Following the announcement of the lawsuit Tuesday, several advocacy groups have come out in support of the action.

“The MBTA Communities Act is not optional,” Greg Vasil, CEO of the Greater Boston Real Estate Board, said in a statement. “The only hope for Massachusetts to solve its crushing housing crisis is for communities across the state to philosophically commit and operationally lay the groundwork for the production and construction of more housing.”

The Citizens’ Housing and Planning Association, a statewide nonprofit affordable housing policy organization, said Milton’s rejection of the zoning proposal was exclusionary of people who could not afford to live there.

“At a time when people across income levels are feeling the pain of escalating home prices and rents, the status quo keeps Milton’s gates closed and limits opportunities for people to have homes they can afford in the neighborhoods they love,” CHAPA said. “For too long, zoning has been used to exclude people rather than expand opportunities for people.
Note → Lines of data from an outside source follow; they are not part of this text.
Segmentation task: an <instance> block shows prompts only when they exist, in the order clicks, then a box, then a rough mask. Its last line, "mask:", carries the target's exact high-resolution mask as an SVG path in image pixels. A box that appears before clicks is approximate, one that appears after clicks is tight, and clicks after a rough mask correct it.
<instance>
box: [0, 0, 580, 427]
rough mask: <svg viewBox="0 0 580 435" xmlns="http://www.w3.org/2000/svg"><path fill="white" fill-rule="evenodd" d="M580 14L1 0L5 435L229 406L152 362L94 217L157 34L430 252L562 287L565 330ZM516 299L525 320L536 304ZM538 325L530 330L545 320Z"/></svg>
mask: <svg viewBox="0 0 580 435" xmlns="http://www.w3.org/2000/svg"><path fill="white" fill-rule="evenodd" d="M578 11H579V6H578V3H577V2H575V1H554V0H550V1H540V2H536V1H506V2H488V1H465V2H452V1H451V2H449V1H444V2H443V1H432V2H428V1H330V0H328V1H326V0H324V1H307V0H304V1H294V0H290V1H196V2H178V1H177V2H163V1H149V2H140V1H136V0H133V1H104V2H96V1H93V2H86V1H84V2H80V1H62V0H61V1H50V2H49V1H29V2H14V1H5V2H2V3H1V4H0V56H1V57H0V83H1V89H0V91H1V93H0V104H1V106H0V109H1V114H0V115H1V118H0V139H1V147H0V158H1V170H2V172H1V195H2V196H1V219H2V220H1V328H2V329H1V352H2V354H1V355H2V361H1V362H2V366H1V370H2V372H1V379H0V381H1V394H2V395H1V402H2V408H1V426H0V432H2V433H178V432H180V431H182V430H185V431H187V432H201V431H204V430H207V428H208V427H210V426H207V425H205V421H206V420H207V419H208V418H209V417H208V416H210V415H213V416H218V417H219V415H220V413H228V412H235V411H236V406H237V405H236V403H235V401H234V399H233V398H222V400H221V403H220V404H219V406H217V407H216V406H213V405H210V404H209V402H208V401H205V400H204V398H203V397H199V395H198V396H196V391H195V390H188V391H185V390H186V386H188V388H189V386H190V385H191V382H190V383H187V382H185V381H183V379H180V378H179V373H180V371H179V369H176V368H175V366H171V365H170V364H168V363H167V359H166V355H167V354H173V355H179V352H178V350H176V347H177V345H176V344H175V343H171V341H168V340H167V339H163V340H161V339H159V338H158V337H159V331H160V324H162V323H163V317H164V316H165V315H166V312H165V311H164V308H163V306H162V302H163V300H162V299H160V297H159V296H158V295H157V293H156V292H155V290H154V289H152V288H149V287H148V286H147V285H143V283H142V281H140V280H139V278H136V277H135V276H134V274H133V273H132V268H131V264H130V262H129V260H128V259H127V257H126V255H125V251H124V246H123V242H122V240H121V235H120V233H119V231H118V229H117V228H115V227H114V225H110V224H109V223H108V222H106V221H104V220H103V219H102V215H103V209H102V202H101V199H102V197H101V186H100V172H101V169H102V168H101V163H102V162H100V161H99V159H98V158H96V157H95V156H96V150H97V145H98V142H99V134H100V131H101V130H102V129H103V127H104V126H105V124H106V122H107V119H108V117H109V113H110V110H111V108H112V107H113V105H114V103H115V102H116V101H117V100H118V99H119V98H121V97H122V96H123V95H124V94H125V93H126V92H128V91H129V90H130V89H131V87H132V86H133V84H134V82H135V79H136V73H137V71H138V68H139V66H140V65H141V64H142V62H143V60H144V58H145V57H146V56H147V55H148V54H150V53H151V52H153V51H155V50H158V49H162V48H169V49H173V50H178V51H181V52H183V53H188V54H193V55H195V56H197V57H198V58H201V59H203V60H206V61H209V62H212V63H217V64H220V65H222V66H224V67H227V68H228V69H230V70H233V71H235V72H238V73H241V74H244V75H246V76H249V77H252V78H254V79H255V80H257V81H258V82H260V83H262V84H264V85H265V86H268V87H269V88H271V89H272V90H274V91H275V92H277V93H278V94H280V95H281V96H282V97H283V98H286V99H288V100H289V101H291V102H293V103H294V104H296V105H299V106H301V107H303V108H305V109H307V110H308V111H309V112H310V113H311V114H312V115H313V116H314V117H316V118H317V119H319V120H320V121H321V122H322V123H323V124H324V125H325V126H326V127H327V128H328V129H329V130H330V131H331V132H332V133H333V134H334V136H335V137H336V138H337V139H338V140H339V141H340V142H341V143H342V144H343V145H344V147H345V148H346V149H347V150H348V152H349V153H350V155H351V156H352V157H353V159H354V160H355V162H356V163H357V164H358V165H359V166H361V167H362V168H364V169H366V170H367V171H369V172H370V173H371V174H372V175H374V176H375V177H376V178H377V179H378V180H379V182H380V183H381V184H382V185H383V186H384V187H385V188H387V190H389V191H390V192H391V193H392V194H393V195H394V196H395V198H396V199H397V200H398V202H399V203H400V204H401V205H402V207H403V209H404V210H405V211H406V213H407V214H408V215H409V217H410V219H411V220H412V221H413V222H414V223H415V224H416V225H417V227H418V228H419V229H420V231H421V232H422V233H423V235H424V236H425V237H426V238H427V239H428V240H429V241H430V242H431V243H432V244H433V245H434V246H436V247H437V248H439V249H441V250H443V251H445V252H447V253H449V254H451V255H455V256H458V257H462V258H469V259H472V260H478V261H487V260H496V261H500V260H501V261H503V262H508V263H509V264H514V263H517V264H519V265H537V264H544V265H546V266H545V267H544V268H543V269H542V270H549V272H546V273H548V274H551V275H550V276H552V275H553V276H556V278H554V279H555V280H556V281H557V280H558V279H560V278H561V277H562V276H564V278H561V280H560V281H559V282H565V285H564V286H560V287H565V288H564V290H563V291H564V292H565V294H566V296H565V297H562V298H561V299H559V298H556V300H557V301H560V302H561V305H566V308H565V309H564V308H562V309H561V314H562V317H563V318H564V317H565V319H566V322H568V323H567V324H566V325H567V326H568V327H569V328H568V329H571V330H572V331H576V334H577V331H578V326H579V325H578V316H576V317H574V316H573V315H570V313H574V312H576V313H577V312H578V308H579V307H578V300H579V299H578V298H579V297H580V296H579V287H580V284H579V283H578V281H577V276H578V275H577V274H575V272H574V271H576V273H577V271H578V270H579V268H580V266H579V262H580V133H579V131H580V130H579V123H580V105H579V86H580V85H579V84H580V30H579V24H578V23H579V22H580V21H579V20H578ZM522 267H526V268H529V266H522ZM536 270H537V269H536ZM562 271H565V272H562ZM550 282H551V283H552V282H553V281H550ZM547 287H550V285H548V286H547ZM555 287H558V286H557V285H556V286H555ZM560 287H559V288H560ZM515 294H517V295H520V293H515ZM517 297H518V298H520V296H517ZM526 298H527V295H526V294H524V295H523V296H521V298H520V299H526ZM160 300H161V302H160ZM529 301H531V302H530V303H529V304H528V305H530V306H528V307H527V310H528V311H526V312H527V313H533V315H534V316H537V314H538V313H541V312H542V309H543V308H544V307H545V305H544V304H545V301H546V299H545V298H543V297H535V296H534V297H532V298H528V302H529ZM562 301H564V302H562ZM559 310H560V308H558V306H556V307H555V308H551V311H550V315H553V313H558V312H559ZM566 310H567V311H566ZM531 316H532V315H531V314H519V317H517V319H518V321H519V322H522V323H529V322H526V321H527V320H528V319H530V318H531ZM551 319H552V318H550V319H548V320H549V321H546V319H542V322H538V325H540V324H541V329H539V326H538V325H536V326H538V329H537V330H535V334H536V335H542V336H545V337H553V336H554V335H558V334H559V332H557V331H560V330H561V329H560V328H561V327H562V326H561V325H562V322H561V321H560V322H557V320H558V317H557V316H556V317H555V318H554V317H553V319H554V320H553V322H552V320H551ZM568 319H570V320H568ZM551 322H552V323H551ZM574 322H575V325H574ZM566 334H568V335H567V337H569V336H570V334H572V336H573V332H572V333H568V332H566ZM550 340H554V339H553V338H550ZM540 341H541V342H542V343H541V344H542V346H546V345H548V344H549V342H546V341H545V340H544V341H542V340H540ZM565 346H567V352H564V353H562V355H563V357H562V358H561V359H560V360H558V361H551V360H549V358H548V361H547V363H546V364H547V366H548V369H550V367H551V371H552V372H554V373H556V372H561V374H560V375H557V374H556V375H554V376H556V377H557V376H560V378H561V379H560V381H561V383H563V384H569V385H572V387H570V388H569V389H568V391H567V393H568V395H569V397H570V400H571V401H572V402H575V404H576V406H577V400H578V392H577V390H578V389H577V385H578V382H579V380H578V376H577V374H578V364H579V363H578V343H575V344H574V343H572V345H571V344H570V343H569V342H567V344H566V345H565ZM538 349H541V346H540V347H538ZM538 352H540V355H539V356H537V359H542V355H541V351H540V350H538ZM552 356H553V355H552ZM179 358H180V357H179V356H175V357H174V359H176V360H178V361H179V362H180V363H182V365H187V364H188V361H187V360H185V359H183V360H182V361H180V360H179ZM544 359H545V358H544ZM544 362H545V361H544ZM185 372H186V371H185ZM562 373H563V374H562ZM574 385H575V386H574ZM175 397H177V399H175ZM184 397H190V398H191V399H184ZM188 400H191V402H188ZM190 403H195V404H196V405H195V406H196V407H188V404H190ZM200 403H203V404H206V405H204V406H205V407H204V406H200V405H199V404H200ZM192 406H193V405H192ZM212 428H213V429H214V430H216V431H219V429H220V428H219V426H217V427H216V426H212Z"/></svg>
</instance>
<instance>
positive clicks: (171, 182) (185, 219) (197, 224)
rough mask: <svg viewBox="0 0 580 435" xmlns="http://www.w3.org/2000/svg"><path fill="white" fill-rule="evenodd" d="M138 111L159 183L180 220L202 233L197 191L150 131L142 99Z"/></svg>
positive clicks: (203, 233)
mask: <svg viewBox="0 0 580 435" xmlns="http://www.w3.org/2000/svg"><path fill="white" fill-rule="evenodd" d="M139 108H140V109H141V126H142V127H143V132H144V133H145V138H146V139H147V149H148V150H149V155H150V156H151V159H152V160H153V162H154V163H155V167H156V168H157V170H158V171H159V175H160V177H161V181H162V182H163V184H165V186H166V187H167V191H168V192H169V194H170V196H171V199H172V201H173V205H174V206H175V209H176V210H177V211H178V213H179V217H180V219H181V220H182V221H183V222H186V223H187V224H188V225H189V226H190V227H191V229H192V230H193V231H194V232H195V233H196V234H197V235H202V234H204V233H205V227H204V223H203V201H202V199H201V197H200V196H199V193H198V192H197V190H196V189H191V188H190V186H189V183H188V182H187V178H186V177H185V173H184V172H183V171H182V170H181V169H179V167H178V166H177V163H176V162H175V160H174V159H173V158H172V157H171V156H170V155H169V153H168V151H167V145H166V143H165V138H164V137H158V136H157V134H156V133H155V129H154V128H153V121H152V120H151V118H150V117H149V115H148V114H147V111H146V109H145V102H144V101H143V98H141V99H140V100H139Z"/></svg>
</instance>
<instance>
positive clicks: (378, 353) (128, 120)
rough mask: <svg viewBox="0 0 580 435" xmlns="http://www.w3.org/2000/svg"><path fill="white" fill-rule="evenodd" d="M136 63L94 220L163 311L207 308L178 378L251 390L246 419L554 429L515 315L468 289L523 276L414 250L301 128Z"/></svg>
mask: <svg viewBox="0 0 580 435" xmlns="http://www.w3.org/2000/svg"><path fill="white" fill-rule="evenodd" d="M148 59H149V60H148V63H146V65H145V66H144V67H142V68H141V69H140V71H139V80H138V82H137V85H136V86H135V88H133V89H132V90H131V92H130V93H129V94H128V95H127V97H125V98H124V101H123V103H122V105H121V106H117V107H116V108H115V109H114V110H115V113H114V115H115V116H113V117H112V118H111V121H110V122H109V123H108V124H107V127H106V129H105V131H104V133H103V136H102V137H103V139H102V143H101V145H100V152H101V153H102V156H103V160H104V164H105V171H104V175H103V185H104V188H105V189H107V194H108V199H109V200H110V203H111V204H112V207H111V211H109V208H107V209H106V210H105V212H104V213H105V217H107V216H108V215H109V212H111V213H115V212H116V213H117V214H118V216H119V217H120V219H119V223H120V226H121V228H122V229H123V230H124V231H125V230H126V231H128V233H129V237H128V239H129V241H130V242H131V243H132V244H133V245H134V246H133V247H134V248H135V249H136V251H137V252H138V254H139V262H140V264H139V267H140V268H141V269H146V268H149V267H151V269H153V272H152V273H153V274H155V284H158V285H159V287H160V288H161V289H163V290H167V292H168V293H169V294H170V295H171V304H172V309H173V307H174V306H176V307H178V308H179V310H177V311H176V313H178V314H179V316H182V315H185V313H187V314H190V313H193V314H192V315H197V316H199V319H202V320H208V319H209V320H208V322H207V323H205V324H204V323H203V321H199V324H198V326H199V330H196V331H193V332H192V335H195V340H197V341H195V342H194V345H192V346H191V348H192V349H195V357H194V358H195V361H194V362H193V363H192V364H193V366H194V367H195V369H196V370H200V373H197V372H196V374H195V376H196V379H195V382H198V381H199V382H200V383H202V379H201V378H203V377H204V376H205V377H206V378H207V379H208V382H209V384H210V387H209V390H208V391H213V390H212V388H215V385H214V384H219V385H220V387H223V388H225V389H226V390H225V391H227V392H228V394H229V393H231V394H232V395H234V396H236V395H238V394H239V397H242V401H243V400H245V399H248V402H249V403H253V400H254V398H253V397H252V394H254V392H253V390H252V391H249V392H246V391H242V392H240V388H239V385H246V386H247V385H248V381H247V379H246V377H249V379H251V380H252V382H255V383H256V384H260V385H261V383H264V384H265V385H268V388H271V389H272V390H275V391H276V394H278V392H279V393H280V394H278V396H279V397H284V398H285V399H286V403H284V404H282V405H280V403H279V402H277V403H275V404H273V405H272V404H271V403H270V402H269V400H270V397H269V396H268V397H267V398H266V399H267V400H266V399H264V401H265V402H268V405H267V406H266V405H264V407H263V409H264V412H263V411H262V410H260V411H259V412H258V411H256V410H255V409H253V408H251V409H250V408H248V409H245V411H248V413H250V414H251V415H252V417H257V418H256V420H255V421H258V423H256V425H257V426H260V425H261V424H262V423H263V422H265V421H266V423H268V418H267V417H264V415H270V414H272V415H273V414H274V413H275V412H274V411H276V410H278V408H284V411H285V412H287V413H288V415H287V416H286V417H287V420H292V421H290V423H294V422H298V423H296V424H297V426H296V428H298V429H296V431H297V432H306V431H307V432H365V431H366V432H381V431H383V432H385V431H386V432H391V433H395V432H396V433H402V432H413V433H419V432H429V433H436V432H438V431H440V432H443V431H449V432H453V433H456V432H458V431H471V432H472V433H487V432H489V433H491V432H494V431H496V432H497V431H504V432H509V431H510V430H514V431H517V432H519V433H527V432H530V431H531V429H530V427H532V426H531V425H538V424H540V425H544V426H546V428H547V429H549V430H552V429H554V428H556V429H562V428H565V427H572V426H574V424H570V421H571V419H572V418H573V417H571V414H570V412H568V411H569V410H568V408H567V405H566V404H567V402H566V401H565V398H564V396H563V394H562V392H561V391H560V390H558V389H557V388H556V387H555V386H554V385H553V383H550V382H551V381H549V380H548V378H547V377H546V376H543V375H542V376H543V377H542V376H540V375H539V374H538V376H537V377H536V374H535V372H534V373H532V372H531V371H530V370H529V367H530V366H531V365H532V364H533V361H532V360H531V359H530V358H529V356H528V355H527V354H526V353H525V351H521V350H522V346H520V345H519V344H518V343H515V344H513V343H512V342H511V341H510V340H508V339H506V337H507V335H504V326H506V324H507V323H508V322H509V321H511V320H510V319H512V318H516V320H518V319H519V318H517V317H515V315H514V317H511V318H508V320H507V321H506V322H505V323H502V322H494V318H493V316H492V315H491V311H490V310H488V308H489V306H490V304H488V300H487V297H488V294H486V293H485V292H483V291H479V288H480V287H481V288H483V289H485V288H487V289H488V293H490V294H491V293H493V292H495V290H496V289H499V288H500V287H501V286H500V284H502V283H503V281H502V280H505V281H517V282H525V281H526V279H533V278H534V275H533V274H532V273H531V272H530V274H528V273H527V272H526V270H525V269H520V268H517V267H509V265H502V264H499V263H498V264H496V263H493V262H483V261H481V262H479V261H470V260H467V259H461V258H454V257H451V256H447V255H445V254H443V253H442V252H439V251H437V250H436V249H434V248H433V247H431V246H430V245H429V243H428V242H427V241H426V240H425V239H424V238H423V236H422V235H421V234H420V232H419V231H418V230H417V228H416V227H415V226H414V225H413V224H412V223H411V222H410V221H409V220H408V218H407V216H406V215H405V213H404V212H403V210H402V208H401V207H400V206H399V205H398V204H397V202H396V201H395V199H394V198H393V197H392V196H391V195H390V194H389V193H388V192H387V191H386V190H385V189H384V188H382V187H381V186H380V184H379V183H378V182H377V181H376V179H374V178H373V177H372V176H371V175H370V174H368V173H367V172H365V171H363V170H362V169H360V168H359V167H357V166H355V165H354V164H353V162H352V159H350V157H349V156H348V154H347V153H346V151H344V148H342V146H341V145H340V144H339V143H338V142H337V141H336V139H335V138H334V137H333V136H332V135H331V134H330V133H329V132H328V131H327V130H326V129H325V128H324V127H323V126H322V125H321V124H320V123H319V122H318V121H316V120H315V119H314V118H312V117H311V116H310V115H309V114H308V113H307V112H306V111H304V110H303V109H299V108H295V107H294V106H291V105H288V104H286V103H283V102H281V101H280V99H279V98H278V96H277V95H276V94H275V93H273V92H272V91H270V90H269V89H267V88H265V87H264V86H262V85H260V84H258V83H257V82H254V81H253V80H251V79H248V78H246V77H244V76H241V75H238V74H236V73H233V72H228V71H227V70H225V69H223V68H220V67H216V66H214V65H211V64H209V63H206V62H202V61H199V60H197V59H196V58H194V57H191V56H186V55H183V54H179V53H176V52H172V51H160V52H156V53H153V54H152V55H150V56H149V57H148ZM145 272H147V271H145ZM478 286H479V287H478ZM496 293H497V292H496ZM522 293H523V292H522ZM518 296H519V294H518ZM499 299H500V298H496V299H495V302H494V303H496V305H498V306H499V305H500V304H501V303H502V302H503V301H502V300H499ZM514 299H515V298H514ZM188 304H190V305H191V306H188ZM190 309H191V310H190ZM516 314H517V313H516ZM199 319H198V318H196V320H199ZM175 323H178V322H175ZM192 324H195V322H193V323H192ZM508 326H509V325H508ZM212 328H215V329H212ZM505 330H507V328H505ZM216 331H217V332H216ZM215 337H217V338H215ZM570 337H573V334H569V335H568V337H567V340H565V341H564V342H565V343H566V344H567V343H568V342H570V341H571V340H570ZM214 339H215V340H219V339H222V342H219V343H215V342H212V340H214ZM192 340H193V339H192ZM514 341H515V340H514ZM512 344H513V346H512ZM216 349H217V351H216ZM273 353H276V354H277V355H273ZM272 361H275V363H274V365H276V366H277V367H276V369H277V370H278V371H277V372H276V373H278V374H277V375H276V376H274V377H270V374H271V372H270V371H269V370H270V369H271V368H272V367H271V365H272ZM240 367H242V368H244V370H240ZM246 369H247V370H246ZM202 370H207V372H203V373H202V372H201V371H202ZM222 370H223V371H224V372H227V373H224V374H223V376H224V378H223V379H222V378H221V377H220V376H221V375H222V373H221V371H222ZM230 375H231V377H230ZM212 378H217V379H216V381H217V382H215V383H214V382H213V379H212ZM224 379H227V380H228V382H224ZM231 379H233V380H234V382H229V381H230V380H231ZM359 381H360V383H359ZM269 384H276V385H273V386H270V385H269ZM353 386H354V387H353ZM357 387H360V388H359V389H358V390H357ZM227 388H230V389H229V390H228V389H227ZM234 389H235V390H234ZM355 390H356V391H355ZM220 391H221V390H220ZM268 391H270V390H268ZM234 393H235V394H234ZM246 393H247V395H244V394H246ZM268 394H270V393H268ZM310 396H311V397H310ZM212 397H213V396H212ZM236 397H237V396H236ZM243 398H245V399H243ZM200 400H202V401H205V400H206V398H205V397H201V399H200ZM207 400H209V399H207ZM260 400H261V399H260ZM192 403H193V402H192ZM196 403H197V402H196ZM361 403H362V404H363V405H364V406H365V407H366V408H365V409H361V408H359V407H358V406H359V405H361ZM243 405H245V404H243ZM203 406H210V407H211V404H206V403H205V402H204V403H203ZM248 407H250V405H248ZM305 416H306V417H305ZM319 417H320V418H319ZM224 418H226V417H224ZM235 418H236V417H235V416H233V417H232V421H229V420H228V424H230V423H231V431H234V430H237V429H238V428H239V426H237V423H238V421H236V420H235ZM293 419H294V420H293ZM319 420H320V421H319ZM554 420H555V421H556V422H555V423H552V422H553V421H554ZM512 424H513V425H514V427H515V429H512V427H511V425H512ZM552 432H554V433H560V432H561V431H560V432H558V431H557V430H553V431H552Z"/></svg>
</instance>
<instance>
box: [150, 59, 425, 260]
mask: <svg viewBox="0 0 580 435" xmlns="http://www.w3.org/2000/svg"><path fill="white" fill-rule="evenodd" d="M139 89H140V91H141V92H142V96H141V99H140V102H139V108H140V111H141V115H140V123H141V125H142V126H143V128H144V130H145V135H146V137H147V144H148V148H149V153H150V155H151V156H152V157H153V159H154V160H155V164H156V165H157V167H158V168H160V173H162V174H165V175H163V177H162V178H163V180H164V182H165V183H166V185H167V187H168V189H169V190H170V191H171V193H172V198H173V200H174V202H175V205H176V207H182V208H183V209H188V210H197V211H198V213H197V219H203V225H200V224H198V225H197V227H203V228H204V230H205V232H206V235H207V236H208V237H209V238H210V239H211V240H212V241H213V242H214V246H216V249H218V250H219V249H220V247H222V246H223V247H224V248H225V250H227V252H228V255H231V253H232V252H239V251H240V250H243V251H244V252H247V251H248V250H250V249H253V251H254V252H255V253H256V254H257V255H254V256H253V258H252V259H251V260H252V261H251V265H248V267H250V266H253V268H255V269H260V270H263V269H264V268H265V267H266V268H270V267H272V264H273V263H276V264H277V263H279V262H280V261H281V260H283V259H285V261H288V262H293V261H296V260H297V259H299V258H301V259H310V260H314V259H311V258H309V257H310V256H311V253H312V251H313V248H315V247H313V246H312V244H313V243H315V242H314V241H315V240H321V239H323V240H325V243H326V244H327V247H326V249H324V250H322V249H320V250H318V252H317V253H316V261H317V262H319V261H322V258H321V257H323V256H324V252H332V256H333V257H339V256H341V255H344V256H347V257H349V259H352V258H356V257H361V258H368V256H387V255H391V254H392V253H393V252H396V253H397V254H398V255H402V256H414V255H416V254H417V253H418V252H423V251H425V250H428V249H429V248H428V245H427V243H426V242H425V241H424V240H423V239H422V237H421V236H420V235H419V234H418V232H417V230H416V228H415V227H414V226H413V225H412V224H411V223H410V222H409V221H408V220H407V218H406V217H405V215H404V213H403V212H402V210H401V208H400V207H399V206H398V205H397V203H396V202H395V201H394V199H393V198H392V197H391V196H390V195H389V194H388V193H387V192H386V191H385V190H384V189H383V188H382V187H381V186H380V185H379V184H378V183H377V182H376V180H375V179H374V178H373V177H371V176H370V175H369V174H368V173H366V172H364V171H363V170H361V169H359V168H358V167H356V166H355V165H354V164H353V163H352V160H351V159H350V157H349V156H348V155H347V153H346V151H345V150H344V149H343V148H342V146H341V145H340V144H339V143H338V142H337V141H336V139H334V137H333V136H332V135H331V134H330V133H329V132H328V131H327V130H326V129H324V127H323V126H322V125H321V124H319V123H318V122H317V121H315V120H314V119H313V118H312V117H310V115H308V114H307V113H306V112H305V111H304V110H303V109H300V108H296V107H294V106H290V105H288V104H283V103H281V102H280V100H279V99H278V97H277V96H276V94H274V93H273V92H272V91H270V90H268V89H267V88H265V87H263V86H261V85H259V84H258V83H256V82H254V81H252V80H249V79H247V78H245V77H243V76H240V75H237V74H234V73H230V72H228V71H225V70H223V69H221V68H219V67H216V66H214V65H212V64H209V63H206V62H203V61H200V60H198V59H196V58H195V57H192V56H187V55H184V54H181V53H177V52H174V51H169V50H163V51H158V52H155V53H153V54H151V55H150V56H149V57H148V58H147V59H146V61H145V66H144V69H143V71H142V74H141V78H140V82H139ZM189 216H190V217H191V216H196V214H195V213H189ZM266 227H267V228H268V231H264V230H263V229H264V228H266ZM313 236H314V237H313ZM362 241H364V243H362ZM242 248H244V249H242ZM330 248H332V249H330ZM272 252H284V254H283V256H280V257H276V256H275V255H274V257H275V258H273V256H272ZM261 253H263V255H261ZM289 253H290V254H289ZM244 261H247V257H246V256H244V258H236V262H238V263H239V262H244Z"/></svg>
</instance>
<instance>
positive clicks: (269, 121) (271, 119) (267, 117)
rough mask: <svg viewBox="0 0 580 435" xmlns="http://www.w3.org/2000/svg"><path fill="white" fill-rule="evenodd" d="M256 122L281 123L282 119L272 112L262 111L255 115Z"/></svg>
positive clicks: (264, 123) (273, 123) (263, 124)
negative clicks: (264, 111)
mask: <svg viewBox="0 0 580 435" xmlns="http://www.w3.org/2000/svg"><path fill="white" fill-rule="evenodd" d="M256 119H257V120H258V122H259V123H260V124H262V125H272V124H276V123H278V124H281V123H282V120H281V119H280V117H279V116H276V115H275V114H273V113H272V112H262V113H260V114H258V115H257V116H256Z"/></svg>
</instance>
The MBTA Communities Law is a tool to begin to undo the harms of the past and enable choices for people regarding where they want and can afford to live.”

Lawyers for Civil Rights sued Holden last year over its refusal to comply with the law. While a judge dismissed the lawsuit in December, saying the plaintiffs had not demonstrated that they had been directly harmed by the town’s actions, Executive Director Iván Espinoza-Madrigal said in a statement Tuesday that the organization is still appealing the decision.

“Every MBTA Community is now on notice that copy-cat violators will be held accountable,” Espinoza-Madrigal said of Campbell’s lawsuit. “Any municipality that refuses to comply with MBTA Zoning Law is selfishly—and illegally—entrenching an unacceptable status quo. ... Today’s suit brings us one step closer to a world in which all commonwealth residents, regardless of their race or income, can secure quality housing in their neighborhood of choice.”